That second cost, the one that isn't in the spreadsheet, is often the hardest to reckon with. "When I finally stopped resisting, I didn't just find a new offer. I found a whole methodology and a revolution I never expected to lead," Elizabeth says.
What She Learned
The lesson Elizabeth carries forward is one about ownership of your path, your work, and your own definition of what it means.
"No one else gets to define the work you do or the path you take to do it,” she says. “My unconventional approach wasn't a liability. It was the differentiator. It's exactly what I now help female founders claim for themselves."
Related: Scaling a Values-Driven Business to $10M as a First-Time Founder
What These Stories Have in Common
Blattenbauer and Watson made very different decisions, but both were shaped by the same force: waiting. Waiting for the work to be recognized on its own. Waiting for outside permission to confirm what was already true.
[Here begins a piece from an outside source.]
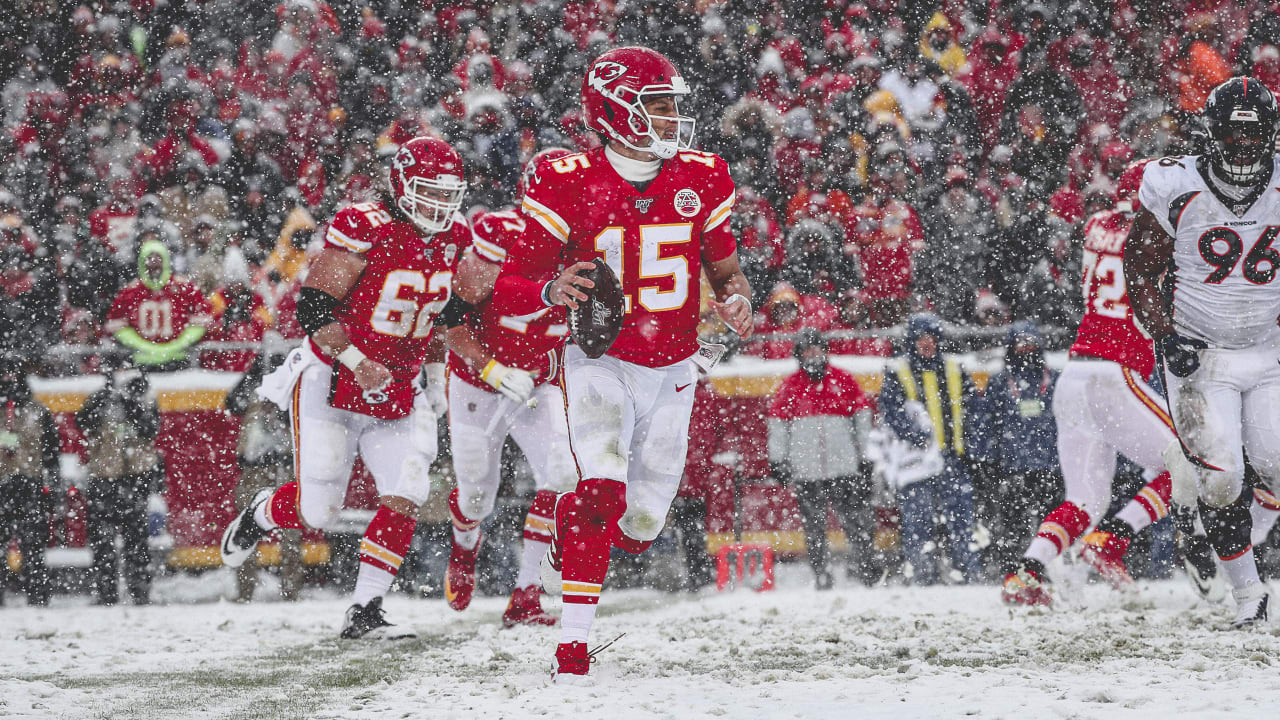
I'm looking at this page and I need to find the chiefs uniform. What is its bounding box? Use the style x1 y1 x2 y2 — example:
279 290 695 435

Both were thoughtful founders operating from a real set of beliefs, not something reckless or naive. But those beliefs, left unexamined long enough, became limits that undermined the work that had inspired them.
Research on founder decision-making suggests this is more common than founders typically admit. The decisions that cost the most are often the defaults and assumptions we carry for years without questioning.
So how can you resist making the same mistakes? Ask yourself: Is there work you're already doing exceptionally well that you haven't fully claimed or communicated? Whose definition of your path are you operating from? Is there a pivot, an offer, or a direction you keep circling back to but haven't committed to?
Related: The Most Common Mistakes When Starting a Business—and How to Avoid Them
These are not comfortable questions, but they're the ones both founders wish someone had put in front of them sooner.
The Entreprenista Takeaway
There is a version of discipline that is actually avoidance. There is a version of humility that is actually fear. Both can run a business for years before they’re accurately named.
KJ and Elizabeth didn't make impulsive decisions, but the cost of being overcautious turned out to be time, revenue, and opportunities they couldn't get back. What changed things for both of them was honesty with themselves about what they already knew.
That kind of honesty is harder to bake into a business plan, but the lessons learned tend to be worth a lot more.